Não há qualquer nível de segurança ao se tentar atravessar áreas alagadas com a água chegando na altura do centro da roda do veículo. Este nível de água já é suficiente para que o carro sofra uma pane e pode já ser arrastado pela força da correnteza. O automóvel pode ser um local seguro para se ficar dependendo do nível da água, mas esse volume pode variar bruscamente em poucos minutos. Há quatro meses, bem no início desta temporada de chuvas, um homem de 56 anos morreu afogado dentro de um carro que foi arrastado pela enxurrada e foi parar dentro do rio Tamanduateí.
O ocupante do veículo que se vê parado no meio da enchente, primeiramente deve evitar o contato com a água que vem de rios e córregos que é altamente contaminada podendo causar diversas doenças, a mais comum delas a leptospirose.
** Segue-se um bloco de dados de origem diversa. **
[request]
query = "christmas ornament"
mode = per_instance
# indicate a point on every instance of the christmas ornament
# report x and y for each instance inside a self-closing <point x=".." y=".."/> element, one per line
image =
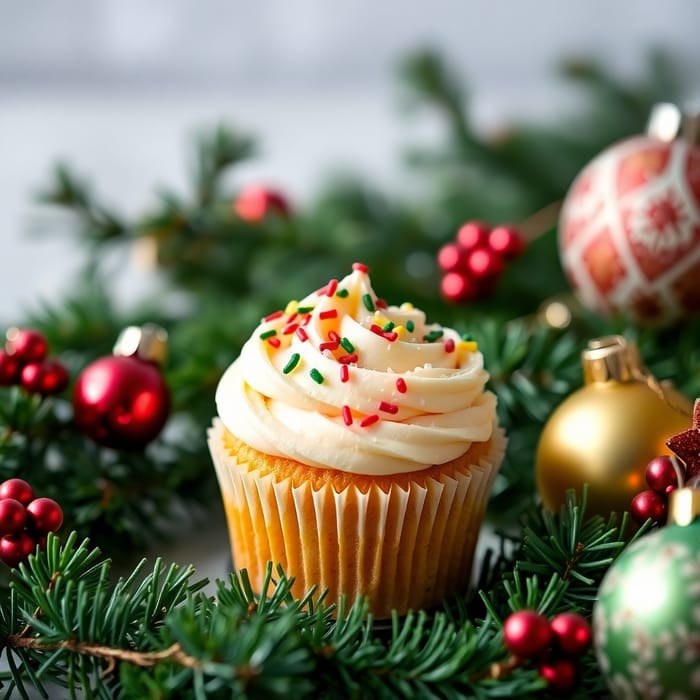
<point x="472" y="264"/>
<point x="605" y="433"/>
<point x="629" y="233"/>
<point x="646" y="620"/>
<point x="122" y="400"/>
<point x="255" y="202"/>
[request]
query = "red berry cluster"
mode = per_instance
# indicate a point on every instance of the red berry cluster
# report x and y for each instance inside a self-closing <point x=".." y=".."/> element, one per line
<point x="662" y="477"/>
<point x="24" y="520"/>
<point x="24" y="361"/>
<point x="474" y="262"/>
<point x="555" y="645"/>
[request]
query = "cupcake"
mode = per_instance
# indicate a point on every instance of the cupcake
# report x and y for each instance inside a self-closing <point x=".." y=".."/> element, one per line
<point x="356" y="446"/>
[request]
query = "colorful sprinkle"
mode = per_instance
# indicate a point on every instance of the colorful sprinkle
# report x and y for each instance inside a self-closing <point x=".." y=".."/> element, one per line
<point x="292" y="363"/>
<point x="347" y="345"/>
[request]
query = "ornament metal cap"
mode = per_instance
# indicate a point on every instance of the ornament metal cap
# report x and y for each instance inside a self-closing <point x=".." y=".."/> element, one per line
<point x="610" y="358"/>
<point x="148" y="342"/>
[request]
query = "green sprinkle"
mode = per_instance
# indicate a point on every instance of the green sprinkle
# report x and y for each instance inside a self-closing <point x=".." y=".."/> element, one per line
<point x="347" y="345"/>
<point x="293" y="362"/>
<point x="433" y="336"/>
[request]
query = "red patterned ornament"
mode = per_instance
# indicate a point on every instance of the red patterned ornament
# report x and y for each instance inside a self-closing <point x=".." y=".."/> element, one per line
<point x="629" y="233"/>
<point x="122" y="401"/>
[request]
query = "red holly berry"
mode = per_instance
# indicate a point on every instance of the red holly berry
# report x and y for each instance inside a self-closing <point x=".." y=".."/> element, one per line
<point x="572" y="633"/>
<point x="27" y="344"/>
<point x="13" y="516"/>
<point x="16" y="548"/>
<point x="662" y="476"/>
<point x="46" y="377"/>
<point x="527" y="634"/>
<point x="18" y="489"/>
<point x="44" y="515"/>
<point x="649" y="504"/>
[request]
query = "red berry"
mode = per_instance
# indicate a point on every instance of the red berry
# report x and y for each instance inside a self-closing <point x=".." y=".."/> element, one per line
<point x="9" y="369"/>
<point x="560" y="674"/>
<point x="572" y="632"/>
<point x="661" y="475"/>
<point x="26" y="344"/>
<point x="506" y="241"/>
<point x="649" y="504"/>
<point x="18" y="489"/>
<point x="472" y="234"/>
<point x="483" y="263"/>
<point x="13" y="516"/>
<point x="527" y="634"/>
<point x="16" y="548"/>
<point x="451" y="257"/>
<point x="44" y="515"/>
<point x="458" y="287"/>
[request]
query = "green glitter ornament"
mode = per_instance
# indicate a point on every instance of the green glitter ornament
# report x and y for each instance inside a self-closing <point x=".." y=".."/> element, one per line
<point x="646" y="621"/>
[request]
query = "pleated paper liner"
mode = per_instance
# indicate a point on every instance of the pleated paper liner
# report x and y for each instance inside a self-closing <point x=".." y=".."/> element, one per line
<point x="405" y="541"/>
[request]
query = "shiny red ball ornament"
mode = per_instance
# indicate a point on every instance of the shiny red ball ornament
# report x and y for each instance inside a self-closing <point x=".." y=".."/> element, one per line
<point x="572" y="633"/>
<point x="649" y="504"/>
<point x="527" y="634"/>
<point x="18" y="489"/>
<point x="122" y="401"/>
<point x="26" y="344"/>
<point x="46" y="378"/>
<point x="13" y="516"/>
<point x="255" y="202"/>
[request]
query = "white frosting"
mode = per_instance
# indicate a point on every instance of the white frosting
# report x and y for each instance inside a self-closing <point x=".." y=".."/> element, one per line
<point x="325" y="418"/>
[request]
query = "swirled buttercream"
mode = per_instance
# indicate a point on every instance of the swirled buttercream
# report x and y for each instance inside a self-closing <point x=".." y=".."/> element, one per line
<point x="342" y="380"/>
Segundo o enfermeiro responsável pelo Núcleo de Educação em Urgência do SOS Cidadão/Samu de São Caetano, Renan Tomas, as pessoas que estão dentro do carro devem superar o pânico inicial e analisar a situação. “Primeiramente não deixe o veículo, isso porque se arriscar na água contaminada e sem ver onde pisa pode ser pior, sem falar que uma pessoa é mais facilmente arrastada do que um veículo. Se a água chega ao meio da porta a situação fica mais crítica e os ocupantes devem sair pela janela e subir no teto do veículo para aguardar o resgate”, recomenda.
Mas se a correnteza for forte e o carro passar a ser arrastado, os ocupantes devem ficar no carro até que este encoste em algum muro ou ponto mais alto que possa ser acessado. “Muita gente fica mais preocupada com o patrimônio, mas nessa hora não se deve pensar no carro, apenas na vida. Se não tiver outro jeito, em último caso, tem que entrar na água. As doenças que podem ser adquiridas no contato com a água de esgoto são tratáveis. Então é tudo uma questão de não entrar em desespero e avaliar a situação. O pânico é o grande inimigo e a ansiedade dificulta o raciocínio lógico e a reação”, diz o enfermeiro do Samu.
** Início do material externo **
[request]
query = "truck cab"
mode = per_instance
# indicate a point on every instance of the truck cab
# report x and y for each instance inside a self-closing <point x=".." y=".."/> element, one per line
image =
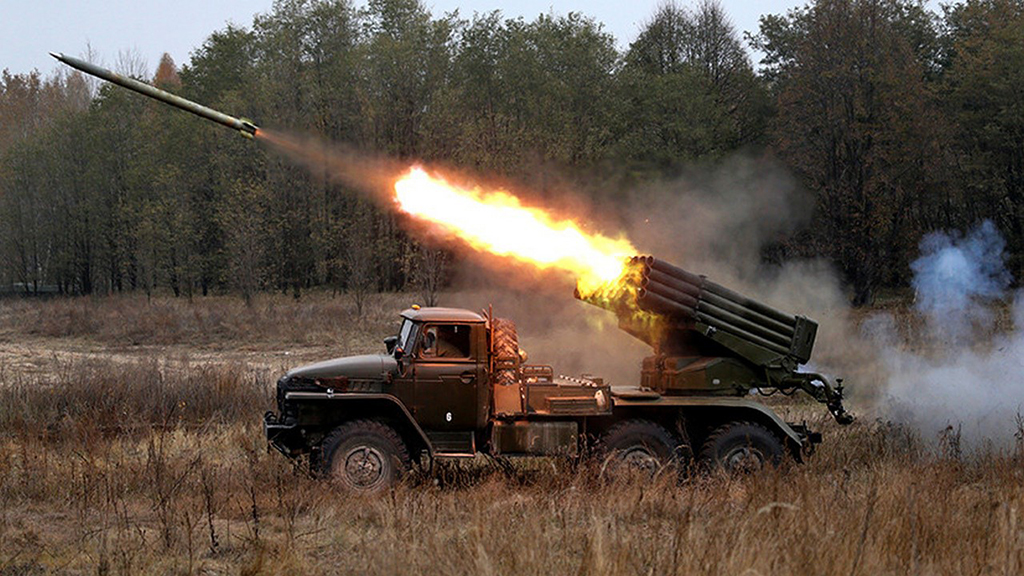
<point x="453" y="382"/>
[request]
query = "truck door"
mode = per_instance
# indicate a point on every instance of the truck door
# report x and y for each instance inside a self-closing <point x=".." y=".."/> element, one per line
<point x="448" y="377"/>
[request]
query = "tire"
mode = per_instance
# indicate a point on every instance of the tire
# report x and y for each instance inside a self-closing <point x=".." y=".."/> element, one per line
<point x="637" y="445"/>
<point x="741" y="447"/>
<point x="364" y="456"/>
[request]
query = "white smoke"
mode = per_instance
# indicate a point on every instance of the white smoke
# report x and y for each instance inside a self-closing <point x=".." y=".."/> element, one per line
<point x="964" y="374"/>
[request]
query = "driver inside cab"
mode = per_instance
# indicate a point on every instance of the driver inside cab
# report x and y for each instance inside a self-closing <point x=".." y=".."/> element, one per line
<point x="443" y="341"/>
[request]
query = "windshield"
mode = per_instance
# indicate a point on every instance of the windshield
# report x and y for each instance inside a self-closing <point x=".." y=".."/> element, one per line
<point x="406" y="334"/>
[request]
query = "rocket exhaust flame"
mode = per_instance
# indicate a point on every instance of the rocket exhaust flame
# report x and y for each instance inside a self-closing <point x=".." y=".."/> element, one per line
<point x="488" y="221"/>
<point x="497" y="222"/>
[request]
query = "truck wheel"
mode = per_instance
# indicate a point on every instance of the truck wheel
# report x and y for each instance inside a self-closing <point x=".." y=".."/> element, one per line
<point x="741" y="447"/>
<point x="365" y="456"/>
<point x="637" y="445"/>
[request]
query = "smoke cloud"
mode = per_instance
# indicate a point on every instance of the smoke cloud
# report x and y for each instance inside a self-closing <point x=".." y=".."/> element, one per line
<point x="966" y="372"/>
<point x="958" y="371"/>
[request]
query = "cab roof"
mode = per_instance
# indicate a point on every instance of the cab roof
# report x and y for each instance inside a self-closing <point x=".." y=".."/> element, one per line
<point x="441" y="315"/>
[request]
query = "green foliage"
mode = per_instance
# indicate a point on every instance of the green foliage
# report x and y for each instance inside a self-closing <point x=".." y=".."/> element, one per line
<point x="895" y="120"/>
<point x="854" y="123"/>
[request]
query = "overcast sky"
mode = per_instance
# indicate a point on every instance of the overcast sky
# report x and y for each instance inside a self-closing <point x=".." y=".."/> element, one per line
<point x="29" y="30"/>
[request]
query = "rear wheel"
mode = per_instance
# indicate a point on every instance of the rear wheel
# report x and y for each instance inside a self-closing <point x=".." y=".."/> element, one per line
<point x="365" y="456"/>
<point x="637" y="446"/>
<point x="741" y="447"/>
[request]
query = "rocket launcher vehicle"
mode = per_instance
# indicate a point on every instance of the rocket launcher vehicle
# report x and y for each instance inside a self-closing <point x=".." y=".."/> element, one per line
<point x="245" y="127"/>
<point x="711" y="340"/>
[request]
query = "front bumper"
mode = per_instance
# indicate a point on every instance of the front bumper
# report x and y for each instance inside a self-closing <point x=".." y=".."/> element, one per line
<point x="285" y="437"/>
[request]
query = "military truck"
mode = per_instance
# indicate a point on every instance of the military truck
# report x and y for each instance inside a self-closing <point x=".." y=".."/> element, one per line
<point x="454" y="382"/>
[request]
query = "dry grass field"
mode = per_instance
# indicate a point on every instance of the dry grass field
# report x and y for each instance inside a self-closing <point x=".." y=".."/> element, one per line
<point x="130" y="443"/>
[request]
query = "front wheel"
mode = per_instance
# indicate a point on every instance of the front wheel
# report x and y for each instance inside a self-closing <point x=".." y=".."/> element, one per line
<point x="741" y="447"/>
<point x="365" y="456"/>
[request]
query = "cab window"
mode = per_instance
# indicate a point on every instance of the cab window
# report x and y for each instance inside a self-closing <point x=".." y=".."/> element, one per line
<point x="444" y="341"/>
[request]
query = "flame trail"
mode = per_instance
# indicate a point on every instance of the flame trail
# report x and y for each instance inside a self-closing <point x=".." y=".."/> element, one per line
<point x="499" y="223"/>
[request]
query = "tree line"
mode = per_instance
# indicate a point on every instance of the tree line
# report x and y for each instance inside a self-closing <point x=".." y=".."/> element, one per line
<point x="897" y="120"/>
No caso da vítima cair na água e se afogar, o tempo é crucial para o salvamento. Dez minutos sem oxigênio podem fazer com que a reanimação não tenha mais êxito e a vítima venha a óbito. “Depois do décimo minuto começam a ser considerados os danos cerebrais, isso se a vítima voltar porque as chances da circulação ser retomada normalmente vão diminuindo. Por isso se a vítima está parada há mais de 15 minutos já é considerado o óbito”, diz Tomas.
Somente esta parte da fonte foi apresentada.